Tudor marginalia

An extraordinarily beautiful series of decorated annotations has been revealed in the Library copy of George Buchanan’s Rerum Scoticarum historia, published in Edinburgh in 1582.

 
The annotations were made by the sixteenth-century music copyist Robert Dow, a most interesting character who is chiefly remembered for his collection of five partbooks for voices and viols which remain one of the most important – and beautifully written – sources of Tudor music, particularly that of the composer William Byrd. 
  

Dow (1553-1588) was the eldest of five sons born to Lettice Bull and Robert Dowe, a merchant and philanthropist. He went up to Corpus Christi College, Oxford and later to All Souls to study civil law. He also gave lessons in penmanship to, amongst others, the Elizabethan statesman and poet Robert Sidney, 1st Earl of Leicester. Dow’s notes on Buchanan’s Rerum Scoticarum show a strong interest in the legendary past of both Scotland and England as represented in the works of Geoffrey of Monmouth.

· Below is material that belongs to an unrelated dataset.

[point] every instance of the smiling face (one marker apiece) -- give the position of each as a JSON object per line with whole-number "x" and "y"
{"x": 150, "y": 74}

Little is known about Dow’s short life, and he died intestate in 1588, leaving a library of over 300 volumes, including the music partbooks. The comments he wrote in these suggest a thoughtful and sensitive individual with a deep love of music: ‘music moves the very trees and savage beasts’, ‘wine and music gladden our heart’. In an elegy written to the composer Robert Parsons he noted: ‘you who were so great in the springtime of life, how great you would have been in the autumn, had not death intervened’. The same, perhaps, could be said of Robert Dow himself.